Better Budgeting: Homemade Christmas Ornaments: Modeling Clay and Craft Sticks

Homemade Christmas Ornaments: Modeling Clay and Craft Sticks

Submitted by Shawna Wright of PA

Modeling clay and craft stick ornaments 1

"Snowball Buddies"

These were very quick and easy to make. The whole family can be involved. My toddler painted the sleds and everyone loved shaping those cute little heads. We actually couldn't stop making them because each one became cuter and cuter. We ended up making hundreds of the little darlings and practically everyone we knew got these as a Christmas gift this year. Grandparents loved getting these with their little grandkids names on them!

A box of Forster jumbo craft sticks, 300 count from Walmart at around $4.00 was less expensive than purchasing them is smaller quantities. I believe the popsicle sticks are also quite inexpensive, but I already had these on hand so I don't know the exact price. I found the clay on sale for $1.00 for a small pkg. at the the larger craft stores. When I ran out I used salt dough.  

You will need:

4 jumbo craft sticks
4 popsicle sticks
1, 10-inch piece twine
Acrylic craft paint for sled, your choice of color
White oven bake modeling clay for heads
Colored modeling clay for hats, orange clay for carrot nose or use white and color with a marker when hardened (In place of clay you can make your own salt dough)
Tiny seed beads for eyes (or you can use clay or draw on with marker)
Tacky craft glue, or hot melt glue gun
Fine tip permanent marker

Modeling clay and craft stick ornaments 2

Instructions:

I made this ornament using four jumbo craft sticks glued side by side. The 2 outside edge sticks are set about 1/2 inch lower than the 2 center sticks. I then glued a popsicle stick on the top and 1 on the bottom at about 1 inch from the top of the sled. This represents the bar used to steer the sled. 2 more popsicle sticks are glued on their edge to the bottom of the sled for runners. I painted my sleds with acrylic craft paint. I used two coats. We used a variety of colors but our favorite was the dark green. Red is very cute too. I then tied a 10 inch piece of bailer twine to the bar across the top as a hanger.

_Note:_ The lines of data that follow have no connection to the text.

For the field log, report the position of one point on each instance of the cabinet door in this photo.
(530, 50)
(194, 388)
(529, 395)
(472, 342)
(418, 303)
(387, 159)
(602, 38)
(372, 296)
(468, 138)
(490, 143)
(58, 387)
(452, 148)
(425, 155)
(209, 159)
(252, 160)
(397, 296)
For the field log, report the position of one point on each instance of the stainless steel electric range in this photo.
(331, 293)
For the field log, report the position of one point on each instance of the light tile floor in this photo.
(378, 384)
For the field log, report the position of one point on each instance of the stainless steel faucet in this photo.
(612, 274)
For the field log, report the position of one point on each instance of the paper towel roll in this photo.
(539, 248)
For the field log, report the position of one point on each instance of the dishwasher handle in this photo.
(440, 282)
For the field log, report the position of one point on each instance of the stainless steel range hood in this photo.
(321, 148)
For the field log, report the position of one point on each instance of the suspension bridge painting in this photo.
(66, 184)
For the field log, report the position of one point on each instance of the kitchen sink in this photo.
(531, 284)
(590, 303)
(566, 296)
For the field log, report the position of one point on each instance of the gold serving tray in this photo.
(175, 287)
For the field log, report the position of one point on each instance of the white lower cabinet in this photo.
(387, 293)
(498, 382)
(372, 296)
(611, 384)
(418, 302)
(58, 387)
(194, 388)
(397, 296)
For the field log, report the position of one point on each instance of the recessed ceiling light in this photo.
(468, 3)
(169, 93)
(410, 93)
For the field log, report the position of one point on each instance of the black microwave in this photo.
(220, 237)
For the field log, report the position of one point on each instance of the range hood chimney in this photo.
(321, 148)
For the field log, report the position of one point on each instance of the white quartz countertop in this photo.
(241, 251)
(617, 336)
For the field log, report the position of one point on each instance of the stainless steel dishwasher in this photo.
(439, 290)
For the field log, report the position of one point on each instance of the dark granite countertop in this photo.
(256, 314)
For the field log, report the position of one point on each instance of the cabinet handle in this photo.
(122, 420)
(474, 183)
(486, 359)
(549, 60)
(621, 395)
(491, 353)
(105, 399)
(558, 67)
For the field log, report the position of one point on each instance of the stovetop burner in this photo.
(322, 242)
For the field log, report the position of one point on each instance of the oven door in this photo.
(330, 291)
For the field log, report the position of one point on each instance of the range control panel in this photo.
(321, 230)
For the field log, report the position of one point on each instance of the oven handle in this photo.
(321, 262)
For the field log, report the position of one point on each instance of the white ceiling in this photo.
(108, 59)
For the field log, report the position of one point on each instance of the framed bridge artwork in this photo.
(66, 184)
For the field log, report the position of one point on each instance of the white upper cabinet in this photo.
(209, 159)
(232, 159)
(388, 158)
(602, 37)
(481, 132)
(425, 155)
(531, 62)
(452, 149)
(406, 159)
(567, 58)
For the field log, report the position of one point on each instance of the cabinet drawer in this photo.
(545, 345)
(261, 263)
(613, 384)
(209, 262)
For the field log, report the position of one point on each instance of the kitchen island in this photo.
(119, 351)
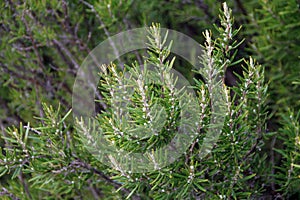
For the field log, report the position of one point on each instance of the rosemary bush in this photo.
(48, 158)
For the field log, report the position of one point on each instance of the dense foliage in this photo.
(250, 51)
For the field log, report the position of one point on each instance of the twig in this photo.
(105, 31)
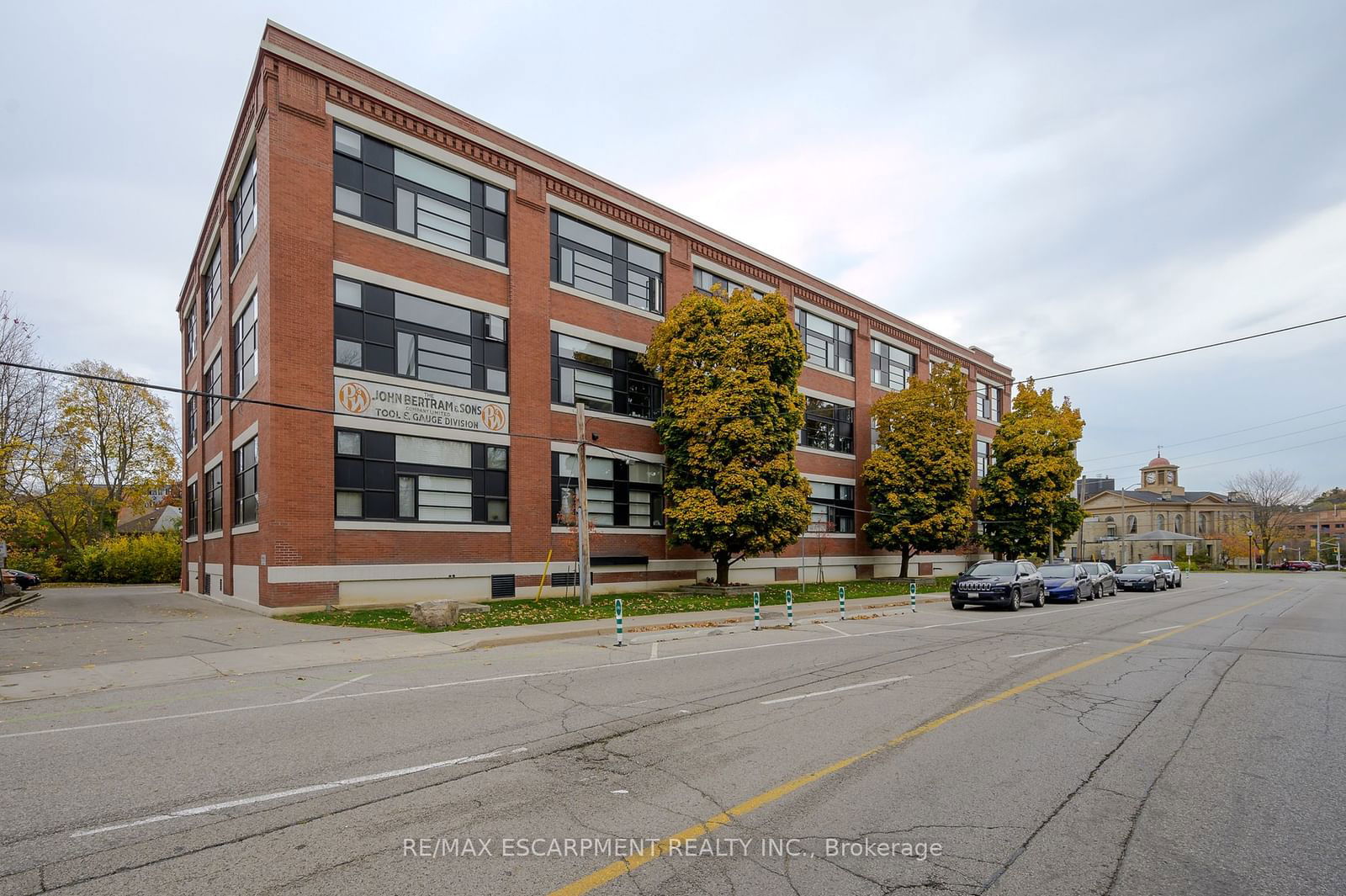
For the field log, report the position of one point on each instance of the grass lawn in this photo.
(525, 611)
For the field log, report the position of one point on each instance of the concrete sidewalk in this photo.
(330, 646)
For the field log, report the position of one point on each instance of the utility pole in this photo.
(582, 506)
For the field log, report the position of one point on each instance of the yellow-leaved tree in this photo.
(730, 368)
(919, 478)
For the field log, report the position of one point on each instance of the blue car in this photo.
(1067, 581)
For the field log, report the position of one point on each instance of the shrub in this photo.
(128, 560)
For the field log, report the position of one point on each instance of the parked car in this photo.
(22, 579)
(1173, 574)
(1007, 583)
(1104, 581)
(1142, 577)
(1067, 581)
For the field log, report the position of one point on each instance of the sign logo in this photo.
(353, 397)
(493, 417)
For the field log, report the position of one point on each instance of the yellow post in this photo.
(548, 565)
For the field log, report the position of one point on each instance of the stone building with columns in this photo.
(1155, 518)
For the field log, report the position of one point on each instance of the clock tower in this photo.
(1161, 476)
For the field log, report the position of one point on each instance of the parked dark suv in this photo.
(1007, 583)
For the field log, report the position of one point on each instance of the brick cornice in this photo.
(357, 101)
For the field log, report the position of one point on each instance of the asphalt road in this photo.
(1189, 741)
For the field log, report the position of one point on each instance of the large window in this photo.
(607, 267)
(188, 335)
(246, 483)
(832, 505)
(890, 366)
(394, 188)
(190, 528)
(605, 379)
(244, 206)
(825, 342)
(381, 475)
(246, 347)
(621, 494)
(215, 498)
(405, 335)
(827, 426)
(212, 289)
(212, 385)
(988, 401)
(190, 422)
(707, 282)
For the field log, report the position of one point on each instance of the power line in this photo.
(279, 406)
(1232, 432)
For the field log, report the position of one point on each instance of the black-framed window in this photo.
(827, 343)
(190, 422)
(395, 332)
(244, 208)
(606, 265)
(828, 426)
(394, 188)
(988, 401)
(246, 347)
(215, 498)
(603, 377)
(246, 482)
(190, 525)
(383, 475)
(832, 503)
(621, 494)
(212, 384)
(188, 335)
(890, 366)
(212, 291)
(707, 282)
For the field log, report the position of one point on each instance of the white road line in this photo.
(341, 684)
(1047, 650)
(835, 691)
(407, 689)
(283, 794)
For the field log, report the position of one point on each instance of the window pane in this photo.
(431, 175)
(347, 141)
(415, 449)
(350, 503)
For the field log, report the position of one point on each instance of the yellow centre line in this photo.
(626, 866)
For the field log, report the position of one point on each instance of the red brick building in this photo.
(443, 294)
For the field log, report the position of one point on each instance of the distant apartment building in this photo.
(442, 295)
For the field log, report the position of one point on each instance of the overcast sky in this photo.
(1060, 183)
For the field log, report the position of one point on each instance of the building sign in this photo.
(380, 401)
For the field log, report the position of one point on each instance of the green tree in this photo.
(1027, 496)
(730, 368)
(919, 478)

Then for the really fun part. I used a block of white oven bake modeling clay. We had so much fun making those little heads that when we ran out of clay we mixed up a batch of salt dough and used that. The clay gives a smoother effect, but the salt dough is practically pennies to make up and even though the finished product has a rougher texture it looks more like a real snowball. The salt dough can also be tinted different colors. If you use salt dough they should be either sprayed with clear acrylic or brushed on sealer before gluing to sled. I have found when I stored away salt dough ornaments that weren't sealed can mess up others they come in contact with. The photo shows the modeling clay.

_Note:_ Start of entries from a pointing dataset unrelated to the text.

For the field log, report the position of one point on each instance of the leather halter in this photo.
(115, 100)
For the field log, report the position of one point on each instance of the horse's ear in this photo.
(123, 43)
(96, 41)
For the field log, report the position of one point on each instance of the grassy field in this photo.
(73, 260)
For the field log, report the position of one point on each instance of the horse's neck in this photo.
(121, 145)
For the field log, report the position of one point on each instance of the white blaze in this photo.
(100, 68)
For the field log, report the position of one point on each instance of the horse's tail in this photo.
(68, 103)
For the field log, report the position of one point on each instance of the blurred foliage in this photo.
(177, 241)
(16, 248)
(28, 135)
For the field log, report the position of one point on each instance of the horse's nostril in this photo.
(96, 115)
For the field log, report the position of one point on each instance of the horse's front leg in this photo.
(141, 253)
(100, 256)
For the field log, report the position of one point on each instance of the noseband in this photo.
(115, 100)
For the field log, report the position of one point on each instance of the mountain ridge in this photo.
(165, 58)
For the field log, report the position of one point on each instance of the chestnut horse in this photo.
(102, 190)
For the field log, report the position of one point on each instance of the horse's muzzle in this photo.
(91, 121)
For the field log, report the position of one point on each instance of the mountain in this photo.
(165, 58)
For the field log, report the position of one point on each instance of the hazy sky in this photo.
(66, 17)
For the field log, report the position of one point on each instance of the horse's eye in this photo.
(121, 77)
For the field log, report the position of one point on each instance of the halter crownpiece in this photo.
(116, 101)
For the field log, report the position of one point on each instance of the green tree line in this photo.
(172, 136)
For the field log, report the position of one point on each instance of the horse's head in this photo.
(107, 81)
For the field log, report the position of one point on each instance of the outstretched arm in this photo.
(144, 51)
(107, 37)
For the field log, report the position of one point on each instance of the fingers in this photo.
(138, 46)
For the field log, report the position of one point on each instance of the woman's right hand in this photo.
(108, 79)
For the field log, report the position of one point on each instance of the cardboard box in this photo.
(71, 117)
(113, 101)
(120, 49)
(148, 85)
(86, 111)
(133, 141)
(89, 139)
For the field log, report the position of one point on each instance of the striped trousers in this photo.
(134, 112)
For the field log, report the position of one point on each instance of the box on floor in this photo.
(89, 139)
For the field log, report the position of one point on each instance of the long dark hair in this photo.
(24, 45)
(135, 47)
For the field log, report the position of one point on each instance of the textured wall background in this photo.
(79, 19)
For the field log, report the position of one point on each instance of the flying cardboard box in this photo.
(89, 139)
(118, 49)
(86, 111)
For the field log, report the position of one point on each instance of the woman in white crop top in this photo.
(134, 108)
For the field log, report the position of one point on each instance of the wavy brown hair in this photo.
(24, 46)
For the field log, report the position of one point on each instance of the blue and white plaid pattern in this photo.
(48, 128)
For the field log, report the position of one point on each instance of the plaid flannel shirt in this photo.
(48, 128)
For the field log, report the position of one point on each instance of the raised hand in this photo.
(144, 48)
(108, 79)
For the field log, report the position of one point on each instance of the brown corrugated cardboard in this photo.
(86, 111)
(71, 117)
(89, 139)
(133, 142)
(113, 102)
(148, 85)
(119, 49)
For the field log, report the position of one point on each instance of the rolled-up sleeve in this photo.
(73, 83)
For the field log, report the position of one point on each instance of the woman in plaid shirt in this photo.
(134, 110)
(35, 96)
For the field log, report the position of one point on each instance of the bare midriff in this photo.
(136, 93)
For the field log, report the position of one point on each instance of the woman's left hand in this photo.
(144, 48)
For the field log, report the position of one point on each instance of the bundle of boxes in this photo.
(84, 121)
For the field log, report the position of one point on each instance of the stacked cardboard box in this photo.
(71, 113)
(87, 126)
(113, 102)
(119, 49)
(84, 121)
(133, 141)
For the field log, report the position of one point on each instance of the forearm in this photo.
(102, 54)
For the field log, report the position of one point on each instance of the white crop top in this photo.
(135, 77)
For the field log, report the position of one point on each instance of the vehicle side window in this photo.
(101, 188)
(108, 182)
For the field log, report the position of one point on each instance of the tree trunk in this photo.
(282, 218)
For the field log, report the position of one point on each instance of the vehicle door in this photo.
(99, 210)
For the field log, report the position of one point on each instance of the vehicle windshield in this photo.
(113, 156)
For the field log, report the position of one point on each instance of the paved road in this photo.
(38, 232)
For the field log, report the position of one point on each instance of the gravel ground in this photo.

We cut small chunks of clay about the size of a grape. The one in the photo is of our children so I had to make them small enough to hold all nine. If you need fewer snowballs, you can make larger ones. Soften the clay with your hands and roll into a ball. Slightly flatten the back on a flat surface. This flat back will be glued against the sled, but not until after it's completed and baked. We then took another chunk of clay slightly smaller than the piece you used for the head. This one can be any color you like. If you only have white available, use that and color it with paint or a colored marker after it is baked. Soften with your hands and shape into a hat. I pointed mine to the side, but rounded caps are just as cute. The hat is then pressed to the top of the snowball head.

I then took a pinch of white and made a very small ball for the pompom and pressed it on the point. Next take another pinch of white and roll into a log then flatten with you hand and this band is placed where the hat meets the snowball head. Next take a very small pinch of orange clay and shape into a tiny cone for the carrot nose. Carefully place on the center of the face and gently press down to secure. We then used tiny seed beads for the eyes. But small pinches of clay can be used also. We placed these on a baking tray and baked according to the manufacturer's instructions. The salt dough ones we allowed to air dry. I used a fine tip permanent marker to draw on cute little smiles. I wrote each child's name on the band, but these could be left blank or decorated anyway you like with markers. Lastly we arranged them to the sled and hot glued on, some we glued with tacky glue. Both glues held fine.